Der größte amerikanische Truppenübungsplatz außerhalb der USA liegt nahe Grafenwöhr in Bayern. In Stuttgart befinden zudem sich die Hauptquartiere des Europa-Kommandos (EUCOM) und des Afrika-Kommandos (AFRICOM) der amerikanischen Streitkräfte, in Wiesbaden die Zentrale des amerikanischen Heeres in Europa.
Welche Rolle spielen die Stützpunkte für die betroffenen Regionen?
Neben sicherheitspolitischen Aspekten sind die Standorte ein wichtiger Wirtschaftsfaktor für die jeweilige Region, etwa durch die Beschäftigung Deutscher oder den Konsum durch amerikanische Streitkräfte.

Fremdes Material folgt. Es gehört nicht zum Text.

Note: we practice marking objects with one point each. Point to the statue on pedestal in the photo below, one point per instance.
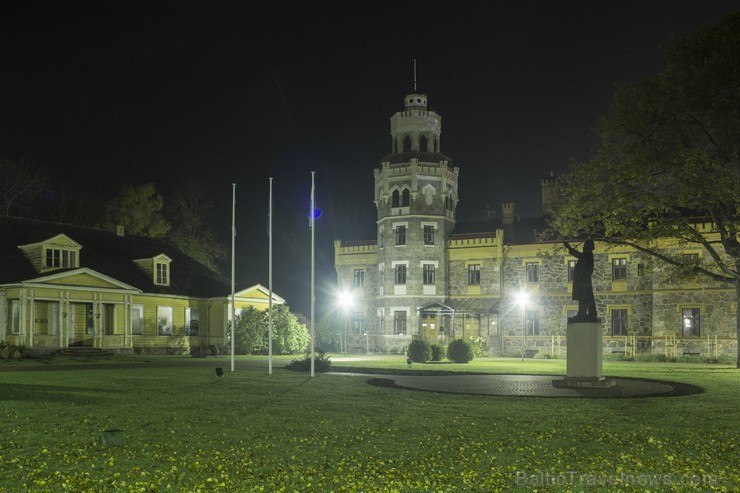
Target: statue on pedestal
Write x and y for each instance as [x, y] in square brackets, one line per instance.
[582, 288]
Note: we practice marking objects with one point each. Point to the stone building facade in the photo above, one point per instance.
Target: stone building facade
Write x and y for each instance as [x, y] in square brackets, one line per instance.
[428, 275]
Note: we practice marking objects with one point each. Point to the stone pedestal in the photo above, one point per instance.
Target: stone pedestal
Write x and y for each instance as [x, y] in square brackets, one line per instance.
[584, 357]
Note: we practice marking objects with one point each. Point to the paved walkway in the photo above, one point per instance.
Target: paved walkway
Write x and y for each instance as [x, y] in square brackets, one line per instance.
[525, 385]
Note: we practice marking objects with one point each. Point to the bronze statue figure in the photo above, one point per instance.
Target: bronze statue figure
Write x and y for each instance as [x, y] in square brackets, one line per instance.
[582, 289]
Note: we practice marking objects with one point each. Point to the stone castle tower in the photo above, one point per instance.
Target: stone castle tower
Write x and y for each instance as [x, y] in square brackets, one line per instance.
[416, 194]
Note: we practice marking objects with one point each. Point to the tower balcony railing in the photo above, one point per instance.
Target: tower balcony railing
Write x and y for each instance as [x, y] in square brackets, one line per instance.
[425, 157]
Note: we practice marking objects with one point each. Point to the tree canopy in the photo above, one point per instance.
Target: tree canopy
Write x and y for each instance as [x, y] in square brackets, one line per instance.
[668, 161]
[139, 209]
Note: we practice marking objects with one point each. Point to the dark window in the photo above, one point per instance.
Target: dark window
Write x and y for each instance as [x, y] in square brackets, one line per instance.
[691, 322]
[400, 277]
[474, 274]
[358, 322]
[399, 322]
[429, 235]
[407, 144]
[359, 278]
[619, 322]
[428, 272]
[532, 323]
[619, 269]
[400, 235]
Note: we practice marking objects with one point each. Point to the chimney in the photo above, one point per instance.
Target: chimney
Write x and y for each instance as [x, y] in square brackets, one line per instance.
[508, 212]
[550, 194]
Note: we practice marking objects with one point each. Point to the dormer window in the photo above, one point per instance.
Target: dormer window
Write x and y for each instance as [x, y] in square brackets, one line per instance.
[60, 257]
[58, 252]
[157, 267]
[162, 274]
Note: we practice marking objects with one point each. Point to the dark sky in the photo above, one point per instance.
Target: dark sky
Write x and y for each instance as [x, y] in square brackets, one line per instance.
[114, 92]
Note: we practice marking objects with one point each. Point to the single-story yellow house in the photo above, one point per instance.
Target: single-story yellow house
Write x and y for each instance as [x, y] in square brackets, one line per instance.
[65, 286]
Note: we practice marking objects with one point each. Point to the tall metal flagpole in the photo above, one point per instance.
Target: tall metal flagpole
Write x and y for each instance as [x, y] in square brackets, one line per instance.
[313, 298]
[233, 236]
[269, 277]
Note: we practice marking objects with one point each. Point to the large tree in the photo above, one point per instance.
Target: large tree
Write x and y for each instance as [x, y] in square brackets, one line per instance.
[189, 208]
[139, 209]
[668, 161]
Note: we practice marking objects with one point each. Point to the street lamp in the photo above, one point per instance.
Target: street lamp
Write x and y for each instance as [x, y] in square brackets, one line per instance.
[345, 301]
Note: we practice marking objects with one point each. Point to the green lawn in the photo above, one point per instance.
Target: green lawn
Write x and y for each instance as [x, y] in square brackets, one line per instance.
[187, 431]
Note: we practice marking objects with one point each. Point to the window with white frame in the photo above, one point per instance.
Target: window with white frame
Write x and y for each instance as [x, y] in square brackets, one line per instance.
[619, 269]
[399, 322]
[162, 276]
[428, 235]
[474, 274]
[359, 278]
[192, 321]
[137, 319]
[400, 274]
[165, 326]
[400, 235]
[619, 321]
[691, 318]
[15, 316]
[428, 273]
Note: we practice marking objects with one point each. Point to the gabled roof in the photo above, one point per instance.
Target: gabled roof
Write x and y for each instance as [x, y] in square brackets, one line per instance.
[109, 255]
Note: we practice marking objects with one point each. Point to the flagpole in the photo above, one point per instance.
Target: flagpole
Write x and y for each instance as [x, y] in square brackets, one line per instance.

Beispiel Ramstein in der Pfalz: „Die Wirtschaftskraft der US-Militärpräsenz lässt sich pro Fiskaljahr auf mehr als zwei Milliarden US-Dollar beziffern“, sagt Ralf Hechler (CDU), Bürgermeister der Gemeinde Ramstein nahe dem riesigen Stützpunkt. Inbegriffen sind etwa Löhne, Mieten und Aufträge für lokale Firmen.